Amongst Death, an Abundance of Life
Where one finds death in nature, an abundance of life is sure to follow
The pure and simple delight of overturning a deadwood log to uncover what lies hidden underneath is one of the earliest memories I can recall from my childhood. I can vividly remember the sense of anticipation of what I might discover under each individual log. Those who have undertaken this activity with their children will know all too well that what I discovered gave me as a curious little boy endless wonders of dark hidden worlds now brought into the light: of scurrying centipedes and funny woodlice, to strange coloured slimes and wriggling earthworms, to the rarer gems of devil’s horse coaches and stag beetle larvae.
I loved uncovering these creatures. l loved overturning log after log, each one revealing its own unique community of “creepy crawlies (as I called them back then). I loved overturning logs — and I still do. I thank God that I have never lost this sacred wonder of the things He has made, both large and microscopic. Rarely does a woodland walk go by where I don’t overturn at least one or two logs to peer anew at what lies hidden underneath.

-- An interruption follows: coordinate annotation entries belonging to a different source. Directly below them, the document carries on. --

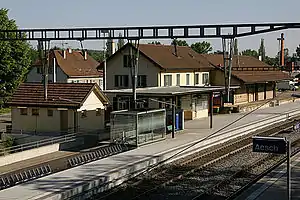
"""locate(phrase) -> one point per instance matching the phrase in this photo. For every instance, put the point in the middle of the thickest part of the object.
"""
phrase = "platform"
(273, 186)
(114, 170)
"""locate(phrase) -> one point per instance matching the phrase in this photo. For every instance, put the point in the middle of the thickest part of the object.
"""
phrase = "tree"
(262, 50)
(235, 48)
(179, 42)
(250, 52)
(298, 51)
(121, 42)
(155, 42)
(202, 47)
(218, 52)
(15, 59)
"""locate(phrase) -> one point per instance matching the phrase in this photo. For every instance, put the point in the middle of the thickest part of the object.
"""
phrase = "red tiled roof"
(59, 94)
(249, 69)
(164, 56)
(75, 66)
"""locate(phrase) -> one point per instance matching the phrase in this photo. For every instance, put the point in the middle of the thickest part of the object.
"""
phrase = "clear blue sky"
(99, 13)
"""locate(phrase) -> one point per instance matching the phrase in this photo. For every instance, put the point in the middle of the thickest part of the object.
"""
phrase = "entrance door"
(64, 120)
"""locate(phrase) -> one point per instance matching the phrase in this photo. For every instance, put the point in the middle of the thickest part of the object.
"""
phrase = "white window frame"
(203, 74)
(178, 79)
(188, 79)
(169, 83)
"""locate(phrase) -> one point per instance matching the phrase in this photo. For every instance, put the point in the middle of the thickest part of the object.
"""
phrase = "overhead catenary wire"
(193, 144)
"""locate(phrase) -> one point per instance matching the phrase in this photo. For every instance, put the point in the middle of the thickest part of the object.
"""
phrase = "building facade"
(68, 66)
(159, 66)
(69, 107)
(256, 79)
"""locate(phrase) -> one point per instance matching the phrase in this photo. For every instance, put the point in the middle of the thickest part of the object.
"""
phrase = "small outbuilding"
(67, 108)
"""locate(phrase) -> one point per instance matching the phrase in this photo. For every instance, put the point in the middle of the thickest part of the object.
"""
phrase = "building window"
(83, 114)
(23, 111)
(39, 70)
(98, 112)
(141, 81)
(126, 61)
(196, 79)
(121, 81)
(168, 80)
(50, 113)
(188, 79)
(178, 79)
(35, 111)
(205, 79)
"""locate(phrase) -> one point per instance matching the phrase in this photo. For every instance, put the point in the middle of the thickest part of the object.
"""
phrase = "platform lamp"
(104, 31)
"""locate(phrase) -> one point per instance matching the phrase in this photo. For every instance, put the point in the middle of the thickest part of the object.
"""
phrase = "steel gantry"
(228, 32)
(146, 32)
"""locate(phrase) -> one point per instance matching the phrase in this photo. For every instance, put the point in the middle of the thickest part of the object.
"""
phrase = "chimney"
(110, 47)
(85, 55)
(175, 48)
(281, 56)
(282, 49)
(65, 54)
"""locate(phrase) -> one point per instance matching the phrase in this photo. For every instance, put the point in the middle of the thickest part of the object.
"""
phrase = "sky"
(99, 13)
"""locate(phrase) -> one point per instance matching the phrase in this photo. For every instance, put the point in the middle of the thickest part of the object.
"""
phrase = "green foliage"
(235, 48)
(202, 47)
(15, 59)
(155, 42)
(271, 61)
(4, 110)
(250, 52)
(179, 42)
(262, 50)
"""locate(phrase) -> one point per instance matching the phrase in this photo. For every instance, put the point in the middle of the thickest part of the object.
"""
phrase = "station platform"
(273, 186)
(108, 172)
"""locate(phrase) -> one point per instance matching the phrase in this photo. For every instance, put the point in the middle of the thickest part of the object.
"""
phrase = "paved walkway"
(273, 186)
(195, 130)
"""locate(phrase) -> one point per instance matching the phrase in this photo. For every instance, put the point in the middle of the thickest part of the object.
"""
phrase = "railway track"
(174, 181)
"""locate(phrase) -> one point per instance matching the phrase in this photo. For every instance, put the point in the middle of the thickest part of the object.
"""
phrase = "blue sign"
(269, 145)
(296, 127)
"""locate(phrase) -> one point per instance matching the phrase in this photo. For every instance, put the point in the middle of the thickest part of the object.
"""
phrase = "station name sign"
(269, 145)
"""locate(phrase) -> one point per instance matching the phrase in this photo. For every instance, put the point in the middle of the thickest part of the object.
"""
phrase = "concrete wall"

It was on one such a woodland walk recently that my mind drifted back to the childhood woodland ritual. A great deal of time has passed since I overturned my first log — time which has included gaining a degree in ecology where the importance of deadwood was scientifically explained and emphasised over and over again. Now as I walked through the trees, talking out loud to myself (as I do when out in nature where only the birds can listen in) I wondered why so much life is intimately and abundantly associated with dead and decaying things. As a trained ecologist, I knew the scientific answer for it is obvious — an abundance of readily available nutrients and a dark damp atmosphere conducive to processes of decay. But since those days of hard science in the lecture room, my mind has strayed down the less-beaten trail of ecological philosophy and indigenous wisdom. And that is the angle this ‘why’ question took: What does abundant life being found amidst death mean? What are the reasons beyond ecology and biology? What great truths and realities does this phenomenon communicate? What are the lessons I can learn?
These questions once would have unnerved me and sent me running back to the safety of the concrete, linear answers of the textbooks. “What a stupid question” the old me would have shouted from the back of the class1 — “there is no deeper why there is just the scientific how. Look in the textbooks, there you will find all the answers you need.”
But who made me think like this — that there is no underlying reason why things are the way there are and that the only answers are the reasons found in scientific textbooks with their peer-reviewed pronouncements? If we live in a spiritual world (which I believed back then and much as I do now) then there are spiritual and deeper reasons that underpin the way things are. Everything we observe is not all just down to chance operating within the bounds of the Laws of Physics. There are deeper reasons. Everything has meaning. There is thought and design.
Of course there is! If there is a Creator, then there must be a message. No one creates anything in a vacuum devoid of meaning. Architects don’t just create buildings, they create buildings with messages emanating out from their structures. Their designs are the outworking of their ideologies — they are trying to communicate something through their creations, whether that be the brutalism of high modernism or the respect of ancient traditions which come from the Classical school. We readily accept deeper meanings in architecture so why not in Creation? The way things are in the natural world — the sacred order — is meant to communicate a message, meant to show us truths, meant to make us stop and ponder.
But most of us are senseless to this.